With a projected $4.3 billion deficit this year and mounting debt as far as the eye can see, the Wynne government will have to better control spending to repair the damage to Ontario’s finances. In these efforts, a key area of spending to scrutinize is the wages and benefits of government employees, which are responsible for roughly half of Ontario government pro¬gram spending each year.

There’s ample reason to better control compensation costs. While the government must provide competitive compensation to attract qualified employees, research shows that the wages and benefits of government employees tend to eclipse those for comparable private-sector positions.

A new Fraser Institute study spotlights the wage premium enjoyed by government employees in Ontario at all levels (federal, provincial and local). Using Statistics Canada data from 2015, the study finds that government employees receive, on average, 13.4 per cent higher wages than comparable workers in the private sector. This wage premium accounts for differences between individual workers in the two sectors such as age, gender, education, tenure, experience, and type of work.

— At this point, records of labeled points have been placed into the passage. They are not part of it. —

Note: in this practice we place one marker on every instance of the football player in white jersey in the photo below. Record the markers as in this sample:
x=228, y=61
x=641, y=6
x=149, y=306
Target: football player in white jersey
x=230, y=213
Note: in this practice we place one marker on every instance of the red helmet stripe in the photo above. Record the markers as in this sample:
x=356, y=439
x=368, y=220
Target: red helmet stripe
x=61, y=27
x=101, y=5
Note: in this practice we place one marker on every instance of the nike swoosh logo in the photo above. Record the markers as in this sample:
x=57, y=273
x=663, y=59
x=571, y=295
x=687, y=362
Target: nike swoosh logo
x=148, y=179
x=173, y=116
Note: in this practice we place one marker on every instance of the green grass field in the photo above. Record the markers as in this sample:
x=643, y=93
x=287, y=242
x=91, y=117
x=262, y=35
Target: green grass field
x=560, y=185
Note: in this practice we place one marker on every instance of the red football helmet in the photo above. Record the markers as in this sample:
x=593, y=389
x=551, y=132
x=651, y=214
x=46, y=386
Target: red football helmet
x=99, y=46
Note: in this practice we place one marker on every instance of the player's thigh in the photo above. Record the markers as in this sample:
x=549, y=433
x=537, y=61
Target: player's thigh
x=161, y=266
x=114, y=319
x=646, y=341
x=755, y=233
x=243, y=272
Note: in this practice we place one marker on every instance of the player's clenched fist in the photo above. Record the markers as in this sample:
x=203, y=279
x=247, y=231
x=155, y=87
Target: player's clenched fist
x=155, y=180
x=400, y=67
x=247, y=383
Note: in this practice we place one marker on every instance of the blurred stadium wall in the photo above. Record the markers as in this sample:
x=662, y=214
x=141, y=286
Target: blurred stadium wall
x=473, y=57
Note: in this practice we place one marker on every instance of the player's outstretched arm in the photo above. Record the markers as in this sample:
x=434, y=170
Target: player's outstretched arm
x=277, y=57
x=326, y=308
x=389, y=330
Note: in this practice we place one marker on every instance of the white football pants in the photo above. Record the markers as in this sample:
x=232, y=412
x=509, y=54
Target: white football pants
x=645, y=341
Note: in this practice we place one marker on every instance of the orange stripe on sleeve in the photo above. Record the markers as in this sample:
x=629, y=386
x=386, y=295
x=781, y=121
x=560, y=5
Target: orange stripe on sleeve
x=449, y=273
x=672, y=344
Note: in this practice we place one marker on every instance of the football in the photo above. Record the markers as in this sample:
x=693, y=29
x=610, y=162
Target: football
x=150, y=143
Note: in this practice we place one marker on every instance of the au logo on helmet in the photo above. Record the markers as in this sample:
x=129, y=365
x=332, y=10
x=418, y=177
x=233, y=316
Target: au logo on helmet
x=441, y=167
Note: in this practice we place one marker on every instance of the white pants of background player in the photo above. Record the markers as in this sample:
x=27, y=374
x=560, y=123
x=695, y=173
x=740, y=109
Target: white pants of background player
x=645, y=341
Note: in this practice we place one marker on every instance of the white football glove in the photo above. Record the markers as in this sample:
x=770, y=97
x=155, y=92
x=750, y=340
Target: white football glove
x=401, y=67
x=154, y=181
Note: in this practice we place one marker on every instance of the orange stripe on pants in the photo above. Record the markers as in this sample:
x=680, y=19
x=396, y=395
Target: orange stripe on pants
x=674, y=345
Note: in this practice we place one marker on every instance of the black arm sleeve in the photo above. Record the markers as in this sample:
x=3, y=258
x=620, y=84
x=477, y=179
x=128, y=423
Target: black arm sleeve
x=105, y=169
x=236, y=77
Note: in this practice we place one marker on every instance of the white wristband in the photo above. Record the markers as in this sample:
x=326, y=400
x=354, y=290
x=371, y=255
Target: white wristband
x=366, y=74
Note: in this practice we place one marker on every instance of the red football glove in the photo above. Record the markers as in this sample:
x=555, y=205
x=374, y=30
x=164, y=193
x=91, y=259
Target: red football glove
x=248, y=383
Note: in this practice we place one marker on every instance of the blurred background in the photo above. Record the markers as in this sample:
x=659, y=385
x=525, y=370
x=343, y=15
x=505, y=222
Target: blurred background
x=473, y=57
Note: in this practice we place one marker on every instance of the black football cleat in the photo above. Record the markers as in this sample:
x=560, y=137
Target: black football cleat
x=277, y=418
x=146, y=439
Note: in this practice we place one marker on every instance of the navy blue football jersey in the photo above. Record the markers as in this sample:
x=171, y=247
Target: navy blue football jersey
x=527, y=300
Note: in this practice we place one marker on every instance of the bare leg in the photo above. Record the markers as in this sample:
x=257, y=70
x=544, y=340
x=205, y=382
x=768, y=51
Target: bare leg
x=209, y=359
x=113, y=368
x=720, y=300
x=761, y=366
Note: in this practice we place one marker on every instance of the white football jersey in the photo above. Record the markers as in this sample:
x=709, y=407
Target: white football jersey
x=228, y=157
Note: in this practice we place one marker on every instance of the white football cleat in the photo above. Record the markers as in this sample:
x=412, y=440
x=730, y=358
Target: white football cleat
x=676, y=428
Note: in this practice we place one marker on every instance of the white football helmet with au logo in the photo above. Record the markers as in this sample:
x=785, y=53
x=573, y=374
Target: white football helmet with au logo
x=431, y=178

But wages are just one component of total compensation, which includes pensions, early retirement and job security. As any business-owner or manager will tell you, it’s the total cost of compensation that matters rather than the individual components. Yet even on various non-wage benefits, the available Statistics Canada data suggests government employees in Ontario come out ahead.

First consider the imbalance on pensions, one of the costliest benefits provided to workers in both sectors. In 2015, eight of 10 government workers in Ontario (79.7 per cent) were covered by a defined benefit pension plan—which guarantees a level of benefits in retirement—compared to just one of 10 workers in the private sector (11.4 per cent).

Government sector workers in Ontario also retire, on average, 1.4 years earlier than private-sector workers. Furthermore, they are away from their jobs for personal reasons 60 per cent more days per year (10.9 days vs. 6.8 days in the private sector).

When it comes to job security, another non-wage benefit, government workers have a distinct advantage. In 2015, 3.2 per cent of private-sector employment in Ontario experienced job loss—six times higher than the 0.5 per cent of government-sector employment.

So what drives this disparity in wages and benefits?

The reason is twofold. In the government sector, political factors largely determine the wage-setting process, while economic realities—productivity concerns, market forces, hard budget constraints—guide the process in the private sector. Moreover, the monopoly environment of the government sector amplifies these differences, compared to the competitive environment of the private sector.

This is more than just a fiscal issue. It’s about fairness, too. Why should government employees receive a premium paid for by private-sector workers who receive less for similar positions?

Taking the politics out of the wage-setting process will help level the playing field between government and private-sector workers. This can be done by enacting measures that link the wages and benefits of government employees to similar positions in the private sector. Doing so would allow all governments (including Ontario’s) to better control spending, rein in debt, and maintain fairness for taxpayers who ultimately foot the bill.